When one is disarming a bomb, one needs to keep calm. Panic causes mistakes and makes one sweat. Then the sweat gets in ones eyes and ruins their designer T-shirts. Agent Acadia Einstein knew all this because he was currently ruining his shirt and squinting terribly and wished that standard secret agent attire included a giant Paul Pierce style headband. Acadia was a the Hanalei Bay Resort and the bomb had been found in the lost luggage room. Einstein wasn’t even supposed to be there. Just his luck.

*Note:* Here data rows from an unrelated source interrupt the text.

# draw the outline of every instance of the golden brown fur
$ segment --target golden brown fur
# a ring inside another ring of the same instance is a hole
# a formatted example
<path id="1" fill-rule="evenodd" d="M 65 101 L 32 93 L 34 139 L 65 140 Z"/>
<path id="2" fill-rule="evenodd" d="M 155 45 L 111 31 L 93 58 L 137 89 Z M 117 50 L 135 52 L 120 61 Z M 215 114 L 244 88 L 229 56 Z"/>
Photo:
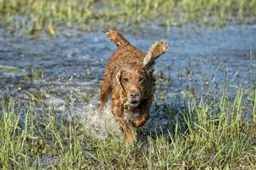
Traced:
<path id="1" fill-rule="evenodd" d="M 164 41 L 158 41 L 145 55 L 118 31 L 108 30 L 106 34 L 118 48 L 106 66 L 98 107 L 104 106 L 112 93 L 112 112 L 130 145 L 136 139 L 132 128 L 143 126 L 149 118 L 154 86 L 152 65 L 168 46 Z"/>

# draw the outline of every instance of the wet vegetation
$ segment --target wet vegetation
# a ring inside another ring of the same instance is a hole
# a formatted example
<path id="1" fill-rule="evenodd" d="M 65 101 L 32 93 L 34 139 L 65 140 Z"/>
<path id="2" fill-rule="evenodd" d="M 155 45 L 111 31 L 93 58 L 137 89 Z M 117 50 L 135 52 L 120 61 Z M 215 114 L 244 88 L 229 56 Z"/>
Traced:
<path id="1" fill-rule="evenodd" d="M 224 26 L 255 21 L 255 0 L 1 0 L 1 26 L 21 33 L 60 29 L 100 30 L 141 23 L 159 26 Z"/>
<path id="2" fill-rule="evenodd" d="M 256 0 L 0 0 L 0 169 L 256 169 L 255 16 Z M 95 112 L 105 28 L 171 42 L 131 148 L 109 103 Z"/>
<path id="3" fill-rule="evenodd" d="M 3 169 L 253 169 L 256 165 L 256 90 L 237 88 L 230 100 L 227 89 L 218 99 L 190 100 L 177 110 L 167 105 L 170 119 L 182 119 L 168 133 L 155 132 L 125 148 L 121 136 L 96 140 L 75 119 L 58 117 L 52 105 L 35 110 L 3 101 L 0 166 Z M 39 103 L 37 103 L 37 102 Z M 248 103 L 248 107 L 245 105 Z M 246 109 L 252 119 L 244 120 Z M 181 127 L 183 122 L 184 127 Z M 142 133 L 142 132 L 141 132 Z M 144 129 L 144 133 L 147 130 Z"/>

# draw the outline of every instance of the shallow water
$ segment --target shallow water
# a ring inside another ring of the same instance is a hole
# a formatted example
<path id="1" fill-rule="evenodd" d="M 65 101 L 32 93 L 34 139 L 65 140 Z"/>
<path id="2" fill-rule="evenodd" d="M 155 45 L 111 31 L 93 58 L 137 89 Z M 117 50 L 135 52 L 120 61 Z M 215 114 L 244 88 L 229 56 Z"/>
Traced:
<path id="1" fill-rule="evenodd" d="M 236 87 L 242 82 L 248 88 L 254 83 L 256 25 L 222 29 L 142 26 L 122 32 L 145 53 L 158 39 L 170 42 L 168 53 L 155 65 L 158 104 L 177 104 L 191 96 L 218 96 L 225 84 Z M 0 30 L 1 99 L 14 97 L 26 105 L 34 96 L 46 105 L 52 102 L 60 114 L 79 115 L 85 129 L 99 138 L 109 129 L 119 132 L 117 127 L 106 127 L 104 121 L 113 121 L 109 104 L 106 116 L 94 110 L 104 66 L 114 49 L 102 32 L 65 31 L 53 37 L 20 37 Z M 236 91 L 230 88 L 230 98 Z M 164 113 L 152 114 L 155 116 L 148 123 L 150 127 L 165 126 L 169 121 Z M 101 127 L 105 130 L 97 135 Z"/>

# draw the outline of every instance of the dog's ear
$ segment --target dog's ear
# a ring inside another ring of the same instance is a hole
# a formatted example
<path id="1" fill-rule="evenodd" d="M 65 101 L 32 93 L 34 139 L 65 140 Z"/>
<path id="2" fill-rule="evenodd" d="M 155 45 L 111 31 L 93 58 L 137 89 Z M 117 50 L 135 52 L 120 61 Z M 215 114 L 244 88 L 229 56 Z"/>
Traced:
<path id="1" fill-rule="evenodd" d="M 143 60 L 143 67 L 146 70 L 151 70 L 154 64 L 154 60 L 158 59 L 161 54 L 165 54 L 169 48 L 166 42 L 161 40 L 155 42 L 148 51 L 147 55 Z"/>
<path id="2" fill-rule="evenodd" d="M 115 80 L 116 80 L 118 85 L 120 86 L 120 87 L 122 87 L 121 76 L 122 76 L 122 71 L 119 71 L 115 75 Z"/>

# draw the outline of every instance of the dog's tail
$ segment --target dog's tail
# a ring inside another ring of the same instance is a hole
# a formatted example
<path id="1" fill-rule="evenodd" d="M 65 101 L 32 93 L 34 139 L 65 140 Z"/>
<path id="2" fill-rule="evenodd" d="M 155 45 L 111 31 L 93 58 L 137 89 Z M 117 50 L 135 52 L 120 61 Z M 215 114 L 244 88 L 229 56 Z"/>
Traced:
<path id="1" fill-rule="evenodd" d="M 122 34 L 117 31 L 107 30 L 106 34 L 109 39 L 116 44 L 117 47 L 131 45 L 130 42 L 122 36 Z"/>

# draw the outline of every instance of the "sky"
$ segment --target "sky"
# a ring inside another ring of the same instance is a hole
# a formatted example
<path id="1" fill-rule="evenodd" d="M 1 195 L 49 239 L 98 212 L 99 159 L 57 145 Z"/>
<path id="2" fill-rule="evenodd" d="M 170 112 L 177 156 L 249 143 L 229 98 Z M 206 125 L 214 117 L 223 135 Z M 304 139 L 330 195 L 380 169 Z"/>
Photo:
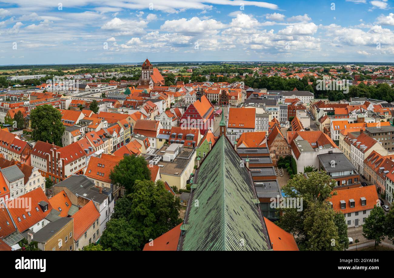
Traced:
<path id="1" fill-rule="evenodd" d="M 0 0 L 0 64 L 393 62 L 393 8 L 388 0 Z"/>

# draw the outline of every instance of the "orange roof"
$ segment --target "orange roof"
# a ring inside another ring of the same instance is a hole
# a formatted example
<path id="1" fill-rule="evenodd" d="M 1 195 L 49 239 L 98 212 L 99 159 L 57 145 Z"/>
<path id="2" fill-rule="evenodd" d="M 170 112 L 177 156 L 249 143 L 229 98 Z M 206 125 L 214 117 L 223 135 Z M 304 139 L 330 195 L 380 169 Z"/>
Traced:
<path id="1" fill-rule="evenodd" d="M 376 188 L 374 185 L 337 190 L 336 193 L 336 195 L 333 196 L 330 200 L 333 203 L 333 208 L 336 212 L 344 214 L 372 209 L 376 204 L 376 201 L 378 200 Z M 366 199 L 365 206 L 361 205 L 361 198 L 362 197 Z M 354 208 L 350 207 L 349 200 L 351 199 L 354 200 Z M 345 201 L 346 204 L 346 208 L 344 209 L 341 208 L 341 201 Z"/>
<path id="2" fill-rule="evenodd" d="M 161 129 L 160 130 L 161 131 Z M 212 147 L 214 146 L 215 145 L 215 143 L 216 142 L 216 140 L 217 139 L 217 137 L 215 137 L 215 134 L 214 134 L 213 133 L 210 129 L 208 129 L 208 131 L 205 133 L 205 134 L 203 137 L 203 138 L 200 141 L 200 143 L 199 144 L 199 147 L 201 145 L 205 140 L 206 140 L 208 143 L 209 143 L 209 141 L 211 141 L 212 143 Z"/>
<path id="3" fill-rule="evenodd" d="M 268 134 L 268 136 L 267 138 L 267 143 L 268 145 L 268 147 L 271 146 L 271 144 L 273 143 L 274 140 L 278 134 L 280 134 L 282 136 L 282 138 L 283 138 L 284 140 L 285 140 L 284 137 L 283 136 L 283 134 L 281 132 L 280 129 L 278 127 L 277 125 L 275 125 L 272 129 L 272 130 L 271 131 L 269 134 Z"/>
<path id="4" fill-rule="evenodd" d="M 256 108 L 230 108 L 228 128 L 254 129 Z"/>
<path id="5" fill-rule="evenodd" d="M 74 221 L 74 240 L 76 241 L 78 240 L 99 217 L 100 213 L 91 200 L 76 212 L 72 215 Z M 98 227 L 97 228 L 98 229 Z"/>
<path id="6" fill-rule="evenodd" d="M 193 106 L 203 118 L 209 119 L 214 113 L 213 107 L 205 95 L 201 97 L 201 101 L 197 99 L 193 103 Z M 210 109 L 210 112 L 209 112 Z M 204 118 L 204 115 L 205 117 Z"/>
<path id="7" fill-rule="evenodd" d="M 269 240 L 274 251 L 299 251 L 296 239 L 291 234 L 264 217 Z"/>
<path id="8" fill-rule="evenodd" d="M 378 123 L 367 123 L 367 127 L 376 127 L 378 125 L 380 125 L 381 127 L 391 125 L 389 122 L 379 122 Z"/>
<path id="9" fill-rule="evenodd" d="M 265 131 L 244 132 L 241 134 L 237 143 L 237 147 L 243 145 L 246 148 L 264 147 L 267 146 Z"/>
<path id="10" fill-rule="evenodd" d="M 7 222 L 8 222 L 8 224 Z M 1 227 L 0 229 L 0 238 L 6 237 L 17 230 L 7 210 L 3 209 L 2 208 L 0 208 L 0 227 Z"/>
<path id="11" fill-rule="evenodd" d="M 28 198 L 32 198 L 32 210 L 30 212 L 26 212 L 26 209 L 24 208 L 11 208 L 9 206 L 8 206 L 8 210 L 12 217 L 14 222 L 17 225 L 18 231 L 20 232 L 24 232 L 33 225 L 42 220 L 49 214 L 52 209 L 52 206 L 49 203 L 48 199 L 41 187 L 39 187 L 26 193 L 23 195 L 23 197 L 26 200 Z M 48 203 L 48 210 L 45 212 L 43 211 L 38 204 L 38 203 L 41 201 Z M 28 212 L 30 213 L 30 216 L 28 214 Z M 24 215 L 24 217 L 23 217 Z"/>
<path id="12" fill-rule="evenodd" d="M 148 168 L 151 171 L 151 180 L 152 182 L 156 181 L 157 174 L 159 172 L 160 168 L 157 165 L 148 165 Z"/>
<path id="13" fill-rule="evenodd" d="M 143 251 L 176 251 L 182 223 L 145 245 Z"/>
<path id="14" fill-rule="evenodd" d="M 103 155 L 102 155 L 101 158 L 95 156 L 91 157 L 85 172 L 85 175 L 95 179 L 110 183 L 110 173 L 119 162 L 123 159 L 123 157 L 110 155 L 108 156 L 112 156 L 113 158 L 106 159 L 105 158 L 107 156 L 105 156 L 103 158 Z"/>
<path id="15" fill-rule="evenodd" d="M 69 215 L 69 210 L 72 204 L 64 190 L 62 190 L 58 194 L 49 199 L 49 203 L 54 209 L 60 212 L 59 216 L 67 217 Z"/>

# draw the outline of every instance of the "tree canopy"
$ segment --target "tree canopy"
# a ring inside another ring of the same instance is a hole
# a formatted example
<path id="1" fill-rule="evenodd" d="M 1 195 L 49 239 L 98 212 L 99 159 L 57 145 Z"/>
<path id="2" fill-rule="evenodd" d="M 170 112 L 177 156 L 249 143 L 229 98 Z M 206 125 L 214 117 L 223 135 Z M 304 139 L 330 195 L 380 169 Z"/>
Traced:
<path id="1" fill-rule="evenodd" d="M 301 200 L 300 211 L 294 207 L 281 209 L 284 214 L 278 223 L 295 235 L 300 250 L 340 250 L 347 247 L 347 227 L 329 203 L 335 186 L 325 172 L 311 172 L 307 179 L 303 174 L 294 175 L 282 188 L 286 197 Z"/>
<path id="2" fill-rule="evenodd" d="M 94 99 L 89 105 L 89 108 L 93 112 L 96 114 L 98 112 L 98 103 L 96 99 Z"/>
<path id="3" fill-rule="evenodd" d="M 124 187 L 126 194 L 129 194 L 133 192 L 136 180 L 151 179 L 151 171 L 142 156 L 127 156 L 113 168 L 110 178 L 113 184 Z"/>
<path id="4" fill-rule="evenodd" d="M 48 141 L 61 146 L 61 136 L 65 127 L 61 122 L 61 113 L 51 105 L 38 105 L 30 113 L 32 135 L 35 140 Z"/>

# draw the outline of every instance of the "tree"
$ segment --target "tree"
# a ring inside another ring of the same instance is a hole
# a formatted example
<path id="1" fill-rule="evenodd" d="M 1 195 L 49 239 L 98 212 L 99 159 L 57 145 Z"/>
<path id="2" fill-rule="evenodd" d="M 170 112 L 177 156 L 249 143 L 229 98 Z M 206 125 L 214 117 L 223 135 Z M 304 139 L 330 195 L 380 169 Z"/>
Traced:
<path id="1" fill-rule="evenodd" d="M 385 239 L 385 211 L 375 205 L 362 225 L 362 236 L 368 239 L 375 240 L 375 248 Z"/>
<path id="2" fill-rule="evenodd" d="M 84 247 L 82 251 L 111 251 L 111 248 L 104 249 L 100 244 L 89 243 L 89 245 Z"/>
<path id="3" fill-rule="evenodd" d="M 316 168 L 313 166 L 304 166 L 304 173 L 310 173 L 316 171 Z"/>
<path id="4" fill-rule="evenodd" d="M 182 221 L 180 204 L 161 180 L 137 180 L 133 193 L 117 200 L 112 218 L 100 238 L 104 248 L 139 250 Z"/>
<path id="5" fill-rule="evenodd" d="M 51 105 L 38 105 L 30 113 L 32 135 L 35 140 L 53 142 L 61 145 L 61 136 L 65 127 L 61 122 L 61 113 Z"/>
<path id="6" fill-rule="evenodd" d="M 15 113 L 14 121 L 17 123 L 17 128 L 19 130 L 23 129 L 24 127 L 24 119 L 21 111 L 18 111 Z"/>
<path id="7" fill-rule="evenodd" d="M 151 171 L 143 157 L 128 156 L 125 156 L 113 168 L 110 173 L 110 178 L 113 184 L 124 187 L 126 194 L 130 194 L 132 193 L 136 180 L 151 179 Z"/>
<path id="8" fill-rule="evenodd" d="M 337 212 L 334 216 L 334 222 L 338 228 L 338 236 L 339 243 L 346 250 L 349 247 L 349 238 L 348 237 L 348 225 L 345 220 L 345 215 L 342 212 Z"/>
<path id="9" fill-rule="evenodd" d="M 89 105 L 89 108 L 91 111 L 93 111 L 93 112 L 95 114 L 97 113 L 98 112 L 98 103 L 96 99 L 93 100 L 91 103 L 90 103 L 90 105 Z"/>

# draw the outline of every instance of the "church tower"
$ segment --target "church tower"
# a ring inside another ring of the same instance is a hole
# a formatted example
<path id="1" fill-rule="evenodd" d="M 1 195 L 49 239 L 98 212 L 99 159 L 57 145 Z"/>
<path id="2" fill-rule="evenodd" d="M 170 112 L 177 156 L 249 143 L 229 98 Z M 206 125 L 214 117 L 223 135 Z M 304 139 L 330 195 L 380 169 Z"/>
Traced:
<path id="1" fill-rule="evenodd" d="M 224 111 L 224 106 L 222 106 L 222 119 L 220 121 L 220 122 L 219 123 L 219 129 L 220 130 L 220 136 L 224 135 L 226 136 L 226 121 L 224 120 L 224 116 L 223 114 Z"/>
<path id="2" fill-rule="evenodd" d="M 153 74 L 153 66 L 149 61 L 147 58 L 142 64 L 141 72 L 141 77 L 140 79 L 140 85 L 149 85 L 151 81 L 151 75 Z"/>

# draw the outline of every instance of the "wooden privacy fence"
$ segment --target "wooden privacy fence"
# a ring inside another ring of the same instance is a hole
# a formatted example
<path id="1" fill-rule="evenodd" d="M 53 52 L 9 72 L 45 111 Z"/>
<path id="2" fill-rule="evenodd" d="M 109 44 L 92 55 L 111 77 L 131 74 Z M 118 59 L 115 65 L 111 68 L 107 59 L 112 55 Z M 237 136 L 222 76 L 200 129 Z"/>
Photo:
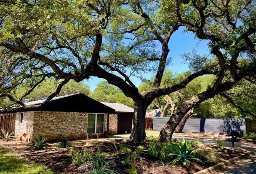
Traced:
<path id="1" fill-rule="evenodd" d="M 14 131 L 15 127 L 15 114 L 0 114 L 0 127 L 10 134 Z M 3 137 L 4 134 L 0 130 L 0 136 Z"/>

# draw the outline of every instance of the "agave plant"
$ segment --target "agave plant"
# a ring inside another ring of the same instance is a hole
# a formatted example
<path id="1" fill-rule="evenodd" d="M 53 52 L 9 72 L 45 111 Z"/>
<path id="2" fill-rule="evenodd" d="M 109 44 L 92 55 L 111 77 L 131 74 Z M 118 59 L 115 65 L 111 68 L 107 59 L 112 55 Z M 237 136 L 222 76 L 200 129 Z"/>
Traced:
<path id="1" fill-rule="evenodd" d="M 4 130 L 4 129 L 2 129 L 2 128 L 1 128 L 1 130 L 4 134 L 4 137 L 0 136 L 0 138 L 3 140 L 6 141 L 6 142 L 8 142 L 10 139 L 14 138 L 15 137 L 15 136 L 12 135 L 14 134 L 14 132 L 10 133 L 10 135 L 8 135 L 9 134 L 9 132 L 7 132 L 6 133 Z"/>
<path id="2" fill-rule="evenodd" d="M 71 145 L 69 143 L 68 140 L 68 138 L 62 135 L 61 139 L 60 140 L 60 143 L 58 145 L 58 147 L 62 148 L 71 147 Z"/>
<path id="3" fill-rule="evenodd" d="M 185 139 L 183 139 L 182 141 L 180 141 L 178 139 L 178 140 L 180 146 L 175 144 L 171 143 L 175 149 L 176 149 L 178 152 L 176 153 L 170 153 L 168 154 L 168 155 L 176 155 L 178 156 L 176 158 L 173 160 L 172 162 L 173 164 L 175 164 L 178 161 L 181 160 L 183 166 L 186 166 L 186 164 L 189 166 L 190 164 L 190 162 L 189 160 L 195 160 L 204 163 L 200 159 L 198 158 L 192 157 L 190 156 L 190 154 L 198 148 L 194 148 L 188 150 L 187 148 L 187 143 Z"/>
<path id="4" fill-rule="evenodd" d="M 31 140 L 34 141 L 34 144 L 31 145 L 34 150 L 39 150 L 43 149 L 44 147 L 47 145 L 46 143 L 46 135 L 43 137 L 42 135 L 37 133 L 37 140 L 36 141 L 33 139 Z"/>

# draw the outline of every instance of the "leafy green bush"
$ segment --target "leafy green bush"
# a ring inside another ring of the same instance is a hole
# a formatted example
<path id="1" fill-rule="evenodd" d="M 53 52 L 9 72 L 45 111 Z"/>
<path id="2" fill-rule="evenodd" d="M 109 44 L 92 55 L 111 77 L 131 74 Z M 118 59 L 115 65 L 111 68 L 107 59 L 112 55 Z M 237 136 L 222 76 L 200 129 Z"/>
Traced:
<path id="1" fill-rule="evenodd" d="M 193 154 L 198 156 L 204 157 L 204 152 L 201 149 L 196 149 L 193 152 Z"/>
<path id="2" fill-rule="evenodd" d="M 136 148 L 136 151 L 137 152 L 137 153 L 139 154 L 140 154 L 140 153 L 142 152 L 142 151 L 143 151 L 144 149 L 144 147 L 143 146 L 138 146 L 138 147 L 137 147 L 137 148 Z"/>
<path id="3" fill-rule="evenodd" d="M 132 158 L 136 158 L 138 157 L 138 154 L 136 152 L 132 153 L 131 155 Z"/>
<path id="4" fill-rule="evenodd" d="M 109 169 L 114 166 L 114 160 L 108 158 L 108 154 L 100 150 L 94 151 L 92 149 L 84 149 L 72 156 L 72 160 L 78 165 L 83 164 L 86 173 L 114 174 L 115 171 Z"/>
<path id="5" fill-rule="evenodd" d="M 215 145 L 217 149 L 221 151 L 225 151 L 225 148 L 223 145 L 223 142 L 220 140 L 217 140 L 215 142 Z"/>
<path id="6" fill-rule="evenodd" d="M 256 140 L 256 135 L 254 132 L 250 132 L 249 133 L 244 134 L 243 137 L 245 139 L 252 139 Z"/>
<path id="7" fill-rule="evenodd" d="M 176 149 L 171 143 L 164 143 L 161 145 L 162 148 L 159 153 L 160 158 L 162 160 L 166 160 L 170 156 L 169 154 L 170 153 L 177 152 Z"/>
<path id="8" fill-rule="evenodd" d="M 14 132 L 13 132 L 8 135 L 9 132 L 7 132 L 6 133 L 4 130 L 4 129 L 2 129 L 2 128 L 1 128 L 1 130 L 2 131 L 2 132 L 3 134 L 4 134 L 4 137 L 0 136 L 0 138 L 1 138 L 1 139 L 3 140 L 6 141 L 6 142 L 8 142 L 9 139 L 14 138 L 15 137 L 15 136 L 12 135 L 14 135 Z"/>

The trip to Hawaii was going to be a quick stopover: pick up some microfilm, go to Dog the Bounty Hunter’s house and cut his GD hair, (that was personal, not business) then fly to Singapore for the real mission. He was supposed to pick up the film at this hotel but his contact never showed. And when he was about to leave he heard one of the employees say that a suitcase was ticking. And Einstein, having once been tricked by a very large rectangular clock, wandered over to the lost luggage room to see if he could help. At first glance, it was totally not a clock.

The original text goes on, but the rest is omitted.